Keywords

1 Introduction

In recent years, many models have been developed that can perform reading comprehension. Most recent models utilize deep learning techniques augmented with attention and memory mechanisms [1, 2] to decode answers from the encoded questions and documents [1, 3]. Many models either use information retrieval or inference techniques to find answers. However, current state-of-the-art models still face a decline in accuracy when processing larger and more complex text documents [3,4,5,6]. In this paper, we introduce a new approach towards text comprehension by utilizing predictive word embeddings, matched attention and external memory. Our proposed model can handle any document size due to its expandable architecture. Additionally, we predict the semantic relationship of out-of-vocabulary (OOV) and rare words, thereby, allowing us to generate significantly more accurate vector based word embeddings. End to end training is also possible with this model because the entire model is differentiable. The general architecture of this model can be expanded to applications beyond reading comprehension, such as, sentiment classification, image captioning and machine translation.

2 Related Work

Most natural language processing models use recurrent neural networks (RNNs) for encoding and decoding operations as they can handle sequential data very easily.
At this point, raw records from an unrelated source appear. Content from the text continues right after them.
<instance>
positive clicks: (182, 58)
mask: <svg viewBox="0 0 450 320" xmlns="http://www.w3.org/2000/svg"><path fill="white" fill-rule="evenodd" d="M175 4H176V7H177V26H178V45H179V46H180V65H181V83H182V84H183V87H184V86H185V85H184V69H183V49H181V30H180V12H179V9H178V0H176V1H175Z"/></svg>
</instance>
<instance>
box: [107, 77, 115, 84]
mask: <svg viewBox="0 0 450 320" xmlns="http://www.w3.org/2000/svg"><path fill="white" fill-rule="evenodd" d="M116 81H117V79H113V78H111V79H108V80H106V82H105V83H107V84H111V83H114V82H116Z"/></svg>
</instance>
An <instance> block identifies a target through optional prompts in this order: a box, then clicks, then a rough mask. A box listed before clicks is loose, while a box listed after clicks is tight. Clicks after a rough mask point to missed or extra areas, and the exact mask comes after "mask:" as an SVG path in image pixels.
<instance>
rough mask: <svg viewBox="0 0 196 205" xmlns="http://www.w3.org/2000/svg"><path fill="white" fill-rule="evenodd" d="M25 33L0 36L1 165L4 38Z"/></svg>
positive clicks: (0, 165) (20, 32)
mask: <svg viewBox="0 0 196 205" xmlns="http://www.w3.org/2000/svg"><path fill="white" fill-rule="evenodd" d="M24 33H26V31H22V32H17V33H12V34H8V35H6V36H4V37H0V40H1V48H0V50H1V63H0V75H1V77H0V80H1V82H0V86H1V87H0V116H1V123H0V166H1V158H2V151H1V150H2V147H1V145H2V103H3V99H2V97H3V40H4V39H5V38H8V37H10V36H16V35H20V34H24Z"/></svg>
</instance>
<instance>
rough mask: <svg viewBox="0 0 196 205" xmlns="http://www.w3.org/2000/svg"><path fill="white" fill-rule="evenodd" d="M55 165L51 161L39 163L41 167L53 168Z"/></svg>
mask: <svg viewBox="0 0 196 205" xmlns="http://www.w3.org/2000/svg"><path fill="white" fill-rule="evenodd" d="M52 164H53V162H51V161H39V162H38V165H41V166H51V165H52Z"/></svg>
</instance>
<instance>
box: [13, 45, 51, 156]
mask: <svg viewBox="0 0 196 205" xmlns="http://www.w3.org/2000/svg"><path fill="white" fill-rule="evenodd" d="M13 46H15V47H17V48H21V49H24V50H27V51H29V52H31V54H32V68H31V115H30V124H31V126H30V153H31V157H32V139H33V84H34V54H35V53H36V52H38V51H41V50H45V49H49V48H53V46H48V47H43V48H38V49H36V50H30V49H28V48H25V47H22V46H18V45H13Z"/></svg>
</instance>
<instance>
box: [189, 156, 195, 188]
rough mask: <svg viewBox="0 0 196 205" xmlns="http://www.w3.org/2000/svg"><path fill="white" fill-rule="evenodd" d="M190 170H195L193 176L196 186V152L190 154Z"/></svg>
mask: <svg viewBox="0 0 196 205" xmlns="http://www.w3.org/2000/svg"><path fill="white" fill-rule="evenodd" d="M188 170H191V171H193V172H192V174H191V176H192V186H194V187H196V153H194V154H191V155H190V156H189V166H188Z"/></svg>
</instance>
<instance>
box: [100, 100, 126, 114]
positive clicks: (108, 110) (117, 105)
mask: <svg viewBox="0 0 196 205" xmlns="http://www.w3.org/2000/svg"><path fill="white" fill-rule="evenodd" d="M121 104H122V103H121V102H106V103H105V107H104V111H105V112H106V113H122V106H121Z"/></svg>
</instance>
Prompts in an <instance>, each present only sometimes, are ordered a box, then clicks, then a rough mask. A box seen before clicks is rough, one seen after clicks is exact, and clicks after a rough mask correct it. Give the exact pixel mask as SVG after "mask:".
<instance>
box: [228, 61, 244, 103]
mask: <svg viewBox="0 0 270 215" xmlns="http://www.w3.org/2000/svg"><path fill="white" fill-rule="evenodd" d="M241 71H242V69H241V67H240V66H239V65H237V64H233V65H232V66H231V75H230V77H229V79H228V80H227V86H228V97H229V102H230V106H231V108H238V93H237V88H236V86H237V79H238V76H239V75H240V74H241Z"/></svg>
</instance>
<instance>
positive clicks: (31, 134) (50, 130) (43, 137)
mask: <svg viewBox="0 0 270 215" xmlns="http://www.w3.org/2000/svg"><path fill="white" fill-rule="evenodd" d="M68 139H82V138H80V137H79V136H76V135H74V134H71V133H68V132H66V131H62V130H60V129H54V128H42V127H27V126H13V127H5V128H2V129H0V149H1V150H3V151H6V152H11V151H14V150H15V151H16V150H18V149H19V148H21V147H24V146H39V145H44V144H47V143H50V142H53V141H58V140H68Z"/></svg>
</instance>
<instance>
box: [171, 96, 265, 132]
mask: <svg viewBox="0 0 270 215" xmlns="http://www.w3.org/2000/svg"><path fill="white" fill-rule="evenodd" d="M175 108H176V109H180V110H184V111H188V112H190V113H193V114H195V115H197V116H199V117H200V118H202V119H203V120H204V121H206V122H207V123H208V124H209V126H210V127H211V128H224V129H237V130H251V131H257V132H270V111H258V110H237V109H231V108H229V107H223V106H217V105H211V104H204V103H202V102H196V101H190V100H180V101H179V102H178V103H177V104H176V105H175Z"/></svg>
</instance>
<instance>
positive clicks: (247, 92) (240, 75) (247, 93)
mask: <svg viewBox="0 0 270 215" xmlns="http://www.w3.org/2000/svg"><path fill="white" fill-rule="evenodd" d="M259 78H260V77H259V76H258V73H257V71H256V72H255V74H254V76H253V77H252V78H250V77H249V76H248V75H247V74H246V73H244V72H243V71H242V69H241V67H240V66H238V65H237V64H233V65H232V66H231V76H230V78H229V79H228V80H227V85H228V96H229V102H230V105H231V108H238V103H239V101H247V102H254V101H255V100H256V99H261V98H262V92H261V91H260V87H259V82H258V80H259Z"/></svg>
More recently, LSTM and GRU [7] model variations have been adopted because they can encode larger contexts [6, 7]. The recent addition of attention mechanisms over gated RNNs has also enabled a plethora of applications including, but not limited to, sentiment analysis, neural machine translation [1, 3], image caption generation [8] and question answering [2]. Furthermore, external memory manipulation also involves attention as seen in [4]. In this paper, we use a similar approach to understand the context of a document. However, unlike previous approaches [6, 9], our model combines the benefits of inference capability in augmented memory models with the scalability of sequential gated attention based models. This allows our model to perform a variety of tasks that were previously limited to only certain types of models. In recent years vector embedding models such as Word2Vec [10] and GloVe [11] have become a common method for encoding words because they can capture some of the semantic relationships between words. However, a major drawback of these models is that they can’t generate representations of words or phrases that were not part of their training set. So, rare or out-of-vocabulary (OOV) words either have poor representations or don’t have any representation at all. This results in diminished accuracy because the attention based models can’t effectively determine how the poorly represented word relates to the context. Methods to mitigate this issue have been described in [12]. In this paper we propose a new method for embedding words that takes care of the underlying issues with vector based word embedding models, thereby significantly boosting their accuracy. To test our model we use common datasets like Facebook’s bAbI dataset [13]; Stanford’s SQuAD dataset [14] and Microsoft’s MS MARCO dataset [15]. The bAbI dataset tests inference tasks over simple sentences, whereas, The SQuAD and MS MARCO datasets test more complex inference and information retrieval aspects of reading comprehension.

3 Model and Methods

In this section we provide a brief overview of the proposed model. Subsequently, we describe each component of the model in detail and give the intuition for its creation. We begin the task of reading comprehension by sequentially encoding the question and document using two bidirectional GRUs [7, 16]. A paired matching matrix then associates each word in the question with words in the given document [17]. The relevance of each sentence is determined using a soft attention mechanism on the matching matrix. Subsequently, a temporal controller writes the weighted encoding of the word into memory using a method similar to the one described in [18]. The encoded question and the word pair matching matrix is then passed as input to the read controller which selects the weighted encodings of the words (memory vector) that are relevant to the question. Each selection is fed back to the read controller along with the question to find more evidence for supporting an answer (Fig. 1).

Fig. 1.
figure 1

A high level view of ALICE’s architecture showing one time step

The weighted results are given to a bidirectional GRU which decodes the answer [1].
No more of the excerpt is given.